Fjernvarme Fyn is already expanding Tietgensbyens Varmecentral

Date: 02/03/2020

Tietgenbyens Heat Plant has barely come into operation before being expanded by an additional 20 MW. Even before Tietgenbyen’s Heating Plant had really started operating and the surplus heat from Facebook was flowing in the district heating pipes, Fjernvarme Fyn has decided to expand the plant. The expansion is part of Fjernvarme Fyn’s plan to phase out coal by 2025. It will require a massive expansion with heat pumps, electric boilers and other technologies.

In the summer of 2017, Fjernvarme Fyn entered into an agreement with Facebook to purchase the surplus heat free of charge from the company’s data center in Tietgenbyen, construction work began in April 2018. In September 2019, the nine heat pumps and other necessary equipment fired up the plant into gear. The heating plant has a capacity of 25 MW and can supply 7000 households with heat a year.

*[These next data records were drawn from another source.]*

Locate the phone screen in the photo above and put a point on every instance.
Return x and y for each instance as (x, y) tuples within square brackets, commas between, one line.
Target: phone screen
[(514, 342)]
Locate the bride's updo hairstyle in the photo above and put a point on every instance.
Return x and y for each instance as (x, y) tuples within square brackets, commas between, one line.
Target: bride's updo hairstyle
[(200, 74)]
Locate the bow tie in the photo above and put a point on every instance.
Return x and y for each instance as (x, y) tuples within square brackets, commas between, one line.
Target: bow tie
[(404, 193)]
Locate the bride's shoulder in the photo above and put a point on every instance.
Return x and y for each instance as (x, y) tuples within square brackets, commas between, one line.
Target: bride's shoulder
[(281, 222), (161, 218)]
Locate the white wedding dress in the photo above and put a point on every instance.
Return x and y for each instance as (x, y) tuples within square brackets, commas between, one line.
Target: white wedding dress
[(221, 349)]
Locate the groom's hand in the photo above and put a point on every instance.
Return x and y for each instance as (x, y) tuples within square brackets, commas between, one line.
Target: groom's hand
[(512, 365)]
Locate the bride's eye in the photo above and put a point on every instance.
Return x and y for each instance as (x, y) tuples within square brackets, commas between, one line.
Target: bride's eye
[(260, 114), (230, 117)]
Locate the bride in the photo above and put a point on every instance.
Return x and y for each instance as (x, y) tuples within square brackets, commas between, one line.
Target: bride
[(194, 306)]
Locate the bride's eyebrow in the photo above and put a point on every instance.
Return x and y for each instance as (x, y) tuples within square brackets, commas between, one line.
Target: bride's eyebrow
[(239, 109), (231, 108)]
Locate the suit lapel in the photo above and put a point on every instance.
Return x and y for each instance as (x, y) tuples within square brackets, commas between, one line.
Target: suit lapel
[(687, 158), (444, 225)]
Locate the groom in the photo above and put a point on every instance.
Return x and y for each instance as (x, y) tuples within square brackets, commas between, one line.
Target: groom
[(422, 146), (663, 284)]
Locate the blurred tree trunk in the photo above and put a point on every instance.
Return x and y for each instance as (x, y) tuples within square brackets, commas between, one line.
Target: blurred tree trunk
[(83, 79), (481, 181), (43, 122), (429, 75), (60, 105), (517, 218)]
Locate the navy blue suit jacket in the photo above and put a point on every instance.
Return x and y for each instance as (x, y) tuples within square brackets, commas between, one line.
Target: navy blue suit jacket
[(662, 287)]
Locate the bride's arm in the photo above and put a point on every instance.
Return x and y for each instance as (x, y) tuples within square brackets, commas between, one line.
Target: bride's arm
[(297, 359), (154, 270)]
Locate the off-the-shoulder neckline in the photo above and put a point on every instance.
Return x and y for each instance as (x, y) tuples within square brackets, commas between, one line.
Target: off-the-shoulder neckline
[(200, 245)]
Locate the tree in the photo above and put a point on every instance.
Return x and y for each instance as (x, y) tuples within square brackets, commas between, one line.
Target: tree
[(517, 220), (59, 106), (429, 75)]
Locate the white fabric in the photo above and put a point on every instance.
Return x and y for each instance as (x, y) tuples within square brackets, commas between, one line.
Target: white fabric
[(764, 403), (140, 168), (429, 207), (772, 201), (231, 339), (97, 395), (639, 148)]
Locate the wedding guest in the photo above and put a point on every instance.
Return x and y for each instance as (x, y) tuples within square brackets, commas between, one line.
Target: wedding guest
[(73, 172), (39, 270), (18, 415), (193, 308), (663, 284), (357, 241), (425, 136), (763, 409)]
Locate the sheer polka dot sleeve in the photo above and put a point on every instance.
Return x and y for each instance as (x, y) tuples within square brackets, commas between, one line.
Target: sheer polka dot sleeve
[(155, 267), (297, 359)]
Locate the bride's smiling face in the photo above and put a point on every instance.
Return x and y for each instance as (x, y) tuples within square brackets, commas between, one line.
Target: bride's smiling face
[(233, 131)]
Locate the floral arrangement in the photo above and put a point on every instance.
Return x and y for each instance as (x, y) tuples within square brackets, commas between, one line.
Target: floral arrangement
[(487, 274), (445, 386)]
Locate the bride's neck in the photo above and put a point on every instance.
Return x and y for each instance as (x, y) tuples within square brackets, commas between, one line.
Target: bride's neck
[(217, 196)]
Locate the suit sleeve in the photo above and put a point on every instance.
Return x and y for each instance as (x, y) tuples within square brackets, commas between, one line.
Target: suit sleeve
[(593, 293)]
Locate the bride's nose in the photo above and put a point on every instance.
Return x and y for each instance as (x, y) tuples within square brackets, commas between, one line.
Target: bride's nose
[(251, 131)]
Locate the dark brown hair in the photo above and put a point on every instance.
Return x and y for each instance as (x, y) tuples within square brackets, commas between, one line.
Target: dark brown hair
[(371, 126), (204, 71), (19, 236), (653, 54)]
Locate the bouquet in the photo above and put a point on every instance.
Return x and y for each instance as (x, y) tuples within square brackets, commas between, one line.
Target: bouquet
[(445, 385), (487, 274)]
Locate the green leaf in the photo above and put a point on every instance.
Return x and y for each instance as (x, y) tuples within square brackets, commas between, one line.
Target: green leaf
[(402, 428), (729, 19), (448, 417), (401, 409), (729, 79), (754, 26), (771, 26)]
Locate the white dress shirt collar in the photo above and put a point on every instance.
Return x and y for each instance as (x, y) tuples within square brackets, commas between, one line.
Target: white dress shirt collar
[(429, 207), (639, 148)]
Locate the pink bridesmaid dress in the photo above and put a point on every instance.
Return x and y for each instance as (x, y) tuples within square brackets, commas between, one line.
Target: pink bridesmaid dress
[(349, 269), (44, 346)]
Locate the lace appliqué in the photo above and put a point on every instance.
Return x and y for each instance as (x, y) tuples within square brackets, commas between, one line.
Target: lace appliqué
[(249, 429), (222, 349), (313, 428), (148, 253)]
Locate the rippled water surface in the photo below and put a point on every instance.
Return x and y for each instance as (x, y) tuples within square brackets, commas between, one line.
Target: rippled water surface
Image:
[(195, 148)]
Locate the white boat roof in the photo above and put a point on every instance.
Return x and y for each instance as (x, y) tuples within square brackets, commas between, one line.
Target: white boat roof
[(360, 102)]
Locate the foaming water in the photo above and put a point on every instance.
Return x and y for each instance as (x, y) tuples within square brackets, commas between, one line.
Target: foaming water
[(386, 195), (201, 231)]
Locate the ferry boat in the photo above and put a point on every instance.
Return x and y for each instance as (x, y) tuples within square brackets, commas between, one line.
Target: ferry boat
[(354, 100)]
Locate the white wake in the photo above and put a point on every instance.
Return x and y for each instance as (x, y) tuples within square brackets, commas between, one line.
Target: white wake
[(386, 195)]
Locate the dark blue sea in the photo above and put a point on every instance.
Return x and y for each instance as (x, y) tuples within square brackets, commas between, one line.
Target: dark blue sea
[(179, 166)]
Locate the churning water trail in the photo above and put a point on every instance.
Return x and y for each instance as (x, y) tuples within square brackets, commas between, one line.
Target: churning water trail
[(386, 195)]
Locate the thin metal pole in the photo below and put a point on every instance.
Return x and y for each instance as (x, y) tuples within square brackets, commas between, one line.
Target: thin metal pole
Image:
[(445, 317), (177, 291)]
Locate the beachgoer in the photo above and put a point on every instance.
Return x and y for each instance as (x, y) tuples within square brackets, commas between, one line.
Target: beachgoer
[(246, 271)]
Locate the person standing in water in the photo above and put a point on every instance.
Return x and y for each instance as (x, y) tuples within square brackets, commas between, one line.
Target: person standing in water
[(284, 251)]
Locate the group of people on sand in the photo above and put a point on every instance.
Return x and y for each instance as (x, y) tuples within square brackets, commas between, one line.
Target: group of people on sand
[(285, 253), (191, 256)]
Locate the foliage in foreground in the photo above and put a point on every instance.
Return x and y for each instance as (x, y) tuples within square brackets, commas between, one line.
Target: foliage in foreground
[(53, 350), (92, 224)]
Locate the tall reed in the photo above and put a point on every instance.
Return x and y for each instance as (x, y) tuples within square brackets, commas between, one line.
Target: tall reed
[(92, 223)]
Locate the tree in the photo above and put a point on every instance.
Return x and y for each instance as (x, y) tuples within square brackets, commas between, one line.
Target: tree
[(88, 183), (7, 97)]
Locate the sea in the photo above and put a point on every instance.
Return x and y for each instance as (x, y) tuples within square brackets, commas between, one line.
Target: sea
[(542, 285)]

The first amount of heat has started to come in and we are switching to commercial operations in a few months, says Kim Winther, Business Development Manager at Fjernvarme Fyn. Whether Kim is psychic or just a lucky punch is not known, but even when the first pitch to the Central was taken in 2018, he opened the door for an expansion. He advised at that time, that it could be expanded if the need were to one day arise. And that day is now!

Fjernvarme Fyn initially agreed that should there be more heat from the data center then it should be utilized. Now they can see that the plant, soon to be commissioned, will be fully utilized and will generally be in need of more heat pumps. Thus, the reason why a brand new plant is now being built next to the one recently completed.

That being said, the 20 MW heat pump capacity now installed may not run solely on surplus heat.

We see heat pumps as an important contributor to our future system – and they must both be based on excess heat, seawater, wastewater air, etc. Now we have the building and heat pumps, but whether it will only be surplus heat or also air-to-water, we cannot say yet, says Kim Winther.